Les associations politiques requérantes s’estiment victimes d’une violation de leur droit à la liberté de communiquer leurs opinions et idées politiques dans les médias hors période électorale.

En droit – Article 10 : Hors période électorale, le régime juridique italien encadrant la diffusion des opinions politiques à la télévision distingue les émissions de « communication politique », dont les « tribunes politiques », des émissions d’information. Les premières sont conçues comme un moyen de diffusion du message des partis politiques, les secondes incluent ce message dans un contexte dynamique lié à l’actualité. L’organisation des « tribunes politiques » sur les chaînes publiques nécessitait un acte d’impulsion émanant d’un organe parlementaire, la commission de vigilance, tandis que l’initiative des émissions d’information relève de l’autonomie éditoriale de chaque chaîne et de chaque rédaction. Ces dernières doivent néanmoins respecter les principes généraux d’impartialité et de pluralisme de l’information. Les dispositions légales fixent seulement les principes généraux applicables à l’accès des « sujets politiques » à la radio et à la télévision, en laissant à la commission de vigilance et à l’Autorité pour les garanties dans les communications (AGCOM) le soin d’adopter la réglementation secondaire mettant en œuvre ces principes. Le contrôle du respect de ces normes incombe à l’AGCOM qui est une autorité administrative indépendante devant : 1) assurer le respect du pluralisme et garantir l’égalité d’accès de tous les « sujets politiques » aux émissions d’information, de communication électorale et de communication politique, et l’impartialité de ces émissions ; 2) veiller au respect des orientations adressées à la RAI par la commission de vigilance, et pouvant fixer elle-même des règles complémentaires afin d’assurer le respect de la législation interne. Le rôle direct de l’État dans le contrôle du service public de radiotélédiffusion a donc progressivement été réduit, et une majeure autonomie éditoriale reconnue à chaque chaîne ainsi qu’aux rédactions responsables des émissions d’information, assure en principe une meilleure protection des principes d’impartialité et de pluralisme de l’information.
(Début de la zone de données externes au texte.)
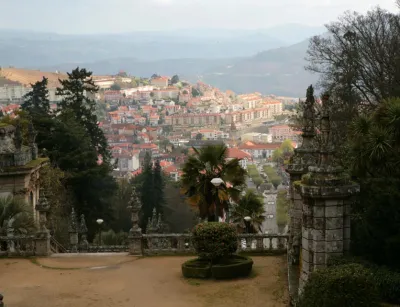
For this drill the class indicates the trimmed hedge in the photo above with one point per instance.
(235, 267)
(196, 268)
(347, 285)
(214, 241)
(386, 281)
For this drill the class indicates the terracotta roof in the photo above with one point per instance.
(235, 153)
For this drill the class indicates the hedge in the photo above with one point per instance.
(347, 285)
(386, 281)
(214, 241)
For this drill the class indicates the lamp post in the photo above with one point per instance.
(99, 222)
(217, 182)
(247, 220)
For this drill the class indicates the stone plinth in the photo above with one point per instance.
(136, 242)
(326, 197)
(42, 244)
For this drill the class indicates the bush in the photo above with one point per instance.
(196, 268)
(345, 285)
(387, 282)
(234, 267)
(214, 241)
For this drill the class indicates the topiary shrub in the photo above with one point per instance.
(386, 281)
(196, 268)
(233, 267)
(345, 285)
(214, 241)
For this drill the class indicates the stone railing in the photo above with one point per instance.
(167, 244)
(106, 249)
(262, 243)
(170, 244)
(17, 246)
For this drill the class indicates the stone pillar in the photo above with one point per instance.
(73, 232)
(135, 233)
(325, 191)
(31, 138)
(84, 244)
(42, 237)
(303, 158)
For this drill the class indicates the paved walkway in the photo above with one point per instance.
(125, 281)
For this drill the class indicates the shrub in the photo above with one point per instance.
(214, 241)
(387, 282)
(345, 285)
(233, 268)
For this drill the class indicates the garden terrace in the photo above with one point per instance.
(126, 281)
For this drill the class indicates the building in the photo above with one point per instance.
(20, 166)
(210, 134)
(192, 119)
(260, 151)
(283, 132)
(160, 82)
(242, 156)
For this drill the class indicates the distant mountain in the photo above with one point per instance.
(278, 71)
(224, 58)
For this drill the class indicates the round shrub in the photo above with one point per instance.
(348, 285)
(214, 241)
(196, 268)
(233, 267)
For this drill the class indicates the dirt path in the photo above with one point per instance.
(146, 282)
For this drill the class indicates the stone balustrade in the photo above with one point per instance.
(17, 246)
(170, 244)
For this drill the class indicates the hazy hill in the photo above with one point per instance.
(277, 71)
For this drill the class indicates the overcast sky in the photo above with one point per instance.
(111, 16)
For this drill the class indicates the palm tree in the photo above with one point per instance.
(17, 214)
(201, 167)
(251, 204)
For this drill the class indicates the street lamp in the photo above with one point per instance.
(247, 220)
(99, 222)
(217, 182)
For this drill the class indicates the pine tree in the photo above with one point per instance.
(158, 187)
(76, 92)
(37, 105)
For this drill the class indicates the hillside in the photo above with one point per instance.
(27, 77)
(278, 71)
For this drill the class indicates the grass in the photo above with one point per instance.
(254, 174)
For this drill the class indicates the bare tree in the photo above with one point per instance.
(360, 57)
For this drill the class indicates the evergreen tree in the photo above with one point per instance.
(158, 187)
(76, 92)
(37, 105)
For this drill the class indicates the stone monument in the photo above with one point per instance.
(20, 165)
(303, 157)
(135, 233)
(326, 194)
(42, 238)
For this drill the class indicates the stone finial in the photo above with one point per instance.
(82, 225)
(73, 223)
(134, 207)
(42, 207)
(18, 137)
(31, 133)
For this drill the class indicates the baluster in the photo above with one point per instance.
(260, 244)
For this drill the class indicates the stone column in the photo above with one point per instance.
(135, 233)
(84, 244)
(304, 156)
(73, 232)
(42, 237)
(325, 191)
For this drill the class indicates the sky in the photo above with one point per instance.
(117, 16)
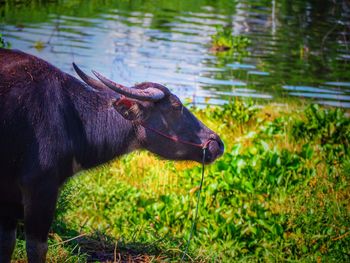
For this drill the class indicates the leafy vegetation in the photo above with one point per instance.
(3, 43)
(224, 40)
(275, 195)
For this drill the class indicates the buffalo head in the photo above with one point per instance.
(162, 123)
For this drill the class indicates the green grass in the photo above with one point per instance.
(279, 193)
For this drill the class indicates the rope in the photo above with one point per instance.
(197, 207)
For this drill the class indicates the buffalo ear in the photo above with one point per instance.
(129, 109)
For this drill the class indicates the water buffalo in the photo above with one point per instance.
(52, 124)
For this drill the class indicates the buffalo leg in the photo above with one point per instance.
(39, 208)
(7, 238)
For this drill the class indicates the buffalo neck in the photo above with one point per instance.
(98, 133)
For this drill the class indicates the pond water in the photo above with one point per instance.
(298, 49)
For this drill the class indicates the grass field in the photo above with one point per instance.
(280, 193)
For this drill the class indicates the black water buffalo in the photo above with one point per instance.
(52, 124)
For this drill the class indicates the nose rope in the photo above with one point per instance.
(204, 147)
(197, 207)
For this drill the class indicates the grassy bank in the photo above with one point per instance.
(280, 193)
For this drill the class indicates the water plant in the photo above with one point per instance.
(3, 43)
(233, 45)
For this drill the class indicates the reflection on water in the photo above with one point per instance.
(298, 48)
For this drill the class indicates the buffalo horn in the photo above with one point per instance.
(149, 94)
(88, 80)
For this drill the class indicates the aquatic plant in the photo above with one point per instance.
(3, 43)
(233, 45)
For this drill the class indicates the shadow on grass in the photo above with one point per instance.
(99, 247)
(68, 245)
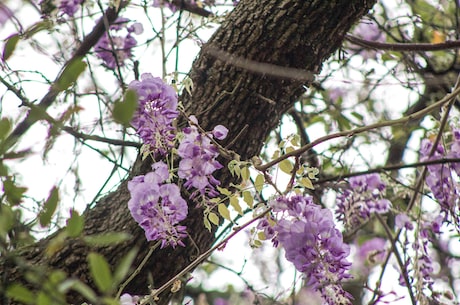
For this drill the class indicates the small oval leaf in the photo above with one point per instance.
(49, 207)
(75, 224)
(286, 166)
a) S’agissant de l’affaire 20002/13 – L’ingérence alléguée par la première requérante découlerait de l’inertie de la commission de vigilance qui a entraîné la suppression d’une émission diffusée par le service public de radiotélédiffusion. S’il y a eu ingérence en l’espèce, celle-ci était « prévue par la loi » et poursuivait le but légitime consistant à protéger les « droits d’autrui ».

La première requérante est un « sujet politique » au sens du droit interne.

Les faits de la présente affaire ne sont pas comparables à ceux des arrêts VgT Verein gegen Tierfabriken c. Suisse et TV Vest AS et Rogaland Pensjonistparti c. Norvège, où il était question d’une interdiction absolue faite aux associations requérantes d’avoir recours à la publicité télévisée, politique ou d’intérêt social, pour diffuser leurs opinions et leurs idées. En l’espèce, la première requérante se plaint de ne pas avoir eu accès à une émission télévisée précise, les « tribunes politiques ». Même si la première requérante considère ladite émission comme le moyen privilégié de présentation et de diffusion de ses opinions, il ne s’agit pas ici d’une interdiction absolue d’accès aux émissions télévisées de nature politique, imposée à un parti politique, ce qui pourrait être incompatible avec l’article 10.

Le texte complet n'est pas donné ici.